Nel frattempo il presidente della commissione Giglio Marrani si è dimesso dall’incarico per motivi personali
CIVITAVECCHIA – Una selezione pubblica finita al centro delle polemiche e di un acceso dibattito sui social. È quanto sta accadendo intorno al concorso per istruttore amministrativo categoria C bandito dal Comune di Civitavecchia, dopo lo svolgimento della prova scritta tenutasi lo scorso 27 gennaio a Roma, presso l’Hotel Pineta Palace.
I numeri della selezione hanno attirato fin da subito l’attenzione: oltre 900 domande presentate, più di 500 candidati effettivamente presenti alla prova, articolata in due turni – uno mattutino con inizio alle 10 e uno pomeridiano alle 14. Al termine delle correzioni, solo 106 candidati sono risultati idonei e ammessi alla prova orale.

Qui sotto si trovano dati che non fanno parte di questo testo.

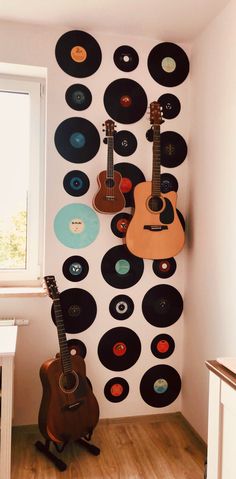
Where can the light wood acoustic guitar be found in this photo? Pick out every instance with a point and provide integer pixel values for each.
(155, 231)
(109, 197)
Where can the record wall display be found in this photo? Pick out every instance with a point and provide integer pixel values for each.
(131, 176)
(119, 349)
(119, 224)
(76, 183)
(79, 310)
(75, 268)
(78, 53)
(125, 100)
(162, 305)
(162, 346)
(116, 389)
(121, 307)
(120, 268)
(77, 140)
(164, 268)
(78, 97)
(126, 58)
(168, 64)
(160, 385)
(76, 225)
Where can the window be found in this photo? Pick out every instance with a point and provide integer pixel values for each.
(21, 180)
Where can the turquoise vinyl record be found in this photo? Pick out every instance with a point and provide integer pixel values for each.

La polemica è esplosa dopo l’intervento pubblico di un blogger cittadino, che ha raccolto e rilanciato segnalazioni arrivate da alcuni partecipanti. Al centro delle contestazioni vi sarebbe il presunto ingresso tardivo di un candidato nel turno mattutino, ammesso in aula oltre un’ora dopo l’orario fissato per la chiusura degli accessi, quando – secondo alcune testimonianze – le istruzioni sarebbero già state fornite e le porte chiuse. Da qui le richieste di chiarimenti su eventuali autorizzazioni concesse, sulle modalità dell’ammissione e sulla corretta verbalizzazione da parte della commissione esaminatrice.

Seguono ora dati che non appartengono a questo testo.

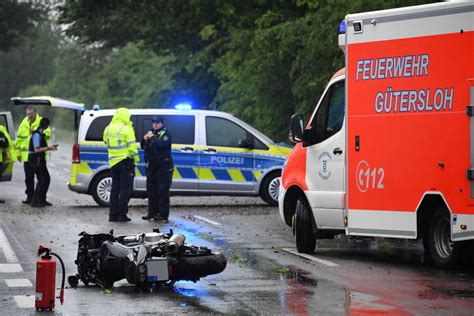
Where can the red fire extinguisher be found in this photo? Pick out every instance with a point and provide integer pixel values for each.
(46, 279)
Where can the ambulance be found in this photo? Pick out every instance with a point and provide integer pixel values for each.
(389, 149)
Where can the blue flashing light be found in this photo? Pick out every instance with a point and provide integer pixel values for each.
(183, 106)
(342, 27)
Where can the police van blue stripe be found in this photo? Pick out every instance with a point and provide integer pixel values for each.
(187, 173)
(221, 174)
(248, 175)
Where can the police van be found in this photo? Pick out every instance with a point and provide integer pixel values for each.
(214, 153)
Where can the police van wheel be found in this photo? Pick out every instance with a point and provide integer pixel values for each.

A queste segnalazioni si sono aggiunti dubbi su una presunta prova sostenuta da remoto nel turno pomeridiano, circostanza che ha alimentato ulteriormente il dibattito online, tra commenti, ricostruzioni e richieste di informazioni su possibili forme di tutela e ricorso.
Il timore, per alcuni candidati, è che la vicenda possa sfociare in atti amministrativi o impugnative, qualora venissero accertate irregolarità nello svolgimento della prova.

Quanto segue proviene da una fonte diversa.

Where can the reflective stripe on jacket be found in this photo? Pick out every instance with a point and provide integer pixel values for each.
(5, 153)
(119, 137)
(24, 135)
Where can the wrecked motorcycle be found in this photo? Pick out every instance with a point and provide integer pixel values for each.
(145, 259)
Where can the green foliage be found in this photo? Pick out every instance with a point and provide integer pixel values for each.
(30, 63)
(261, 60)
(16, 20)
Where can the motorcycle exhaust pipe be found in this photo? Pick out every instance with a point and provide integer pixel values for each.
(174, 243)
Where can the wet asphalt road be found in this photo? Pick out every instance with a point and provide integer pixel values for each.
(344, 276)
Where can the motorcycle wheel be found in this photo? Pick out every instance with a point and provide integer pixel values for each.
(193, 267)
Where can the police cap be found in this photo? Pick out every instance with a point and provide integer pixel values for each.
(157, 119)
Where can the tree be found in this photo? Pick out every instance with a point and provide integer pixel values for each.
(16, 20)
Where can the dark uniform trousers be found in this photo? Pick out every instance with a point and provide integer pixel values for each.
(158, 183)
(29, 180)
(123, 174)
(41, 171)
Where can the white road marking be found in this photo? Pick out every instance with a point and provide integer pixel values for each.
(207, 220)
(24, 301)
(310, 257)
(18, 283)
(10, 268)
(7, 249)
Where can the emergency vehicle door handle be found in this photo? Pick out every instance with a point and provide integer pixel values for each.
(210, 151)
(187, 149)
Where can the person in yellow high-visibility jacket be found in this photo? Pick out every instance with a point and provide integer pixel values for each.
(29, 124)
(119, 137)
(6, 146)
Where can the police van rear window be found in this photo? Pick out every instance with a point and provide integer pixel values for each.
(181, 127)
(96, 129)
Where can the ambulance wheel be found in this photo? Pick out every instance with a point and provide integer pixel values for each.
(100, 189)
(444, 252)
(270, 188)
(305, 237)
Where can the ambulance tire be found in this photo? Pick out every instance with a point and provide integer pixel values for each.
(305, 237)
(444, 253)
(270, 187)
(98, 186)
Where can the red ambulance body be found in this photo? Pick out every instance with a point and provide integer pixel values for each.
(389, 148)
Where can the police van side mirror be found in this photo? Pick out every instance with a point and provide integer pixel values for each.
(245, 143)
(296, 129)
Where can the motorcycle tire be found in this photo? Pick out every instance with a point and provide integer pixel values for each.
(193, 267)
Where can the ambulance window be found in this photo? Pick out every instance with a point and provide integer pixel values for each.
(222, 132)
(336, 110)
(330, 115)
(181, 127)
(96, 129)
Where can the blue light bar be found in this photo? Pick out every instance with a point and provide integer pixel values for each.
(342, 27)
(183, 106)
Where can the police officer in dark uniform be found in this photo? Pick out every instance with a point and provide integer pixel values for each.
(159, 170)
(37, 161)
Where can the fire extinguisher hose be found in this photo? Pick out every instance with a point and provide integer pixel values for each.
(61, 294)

Dai corridoi di Palazzo del Pincio, sede del Comune, arrivano però rassicurazioni, seppur informali, sulla regolarità complessiva della procedura. Secondo quanto trapela, il candidato indicato come “ritardatario” sarebbe stato ammesso quando la prova non era ancora formalmente iniziata, sebbene oltre l’orario previsto. L’altra circostanza segnalata riguarderebbe invece una candidata in stato di gravidanza, che avrebbe chiesto – e ottenuto – di sostenere l’esame da remoto, possibilità prevista dal regolamento concorsuale. In entrambi i casi, viene riferito, i candidati coinvolti non sarebbero risultati idonei alla prova scritta.
Nel frattempo, sul piano amministrativo, si registra un cambiamento ai vertici della commissione esaminatrice: il dirigente comunale Giglio Marrani, presidente della commissione, ha rassegnato le dimissioni, ufficialmente per motivi personali. Al suo posto è subentrato il nuovo segretario generale del Comune, Stefano Schirmenti.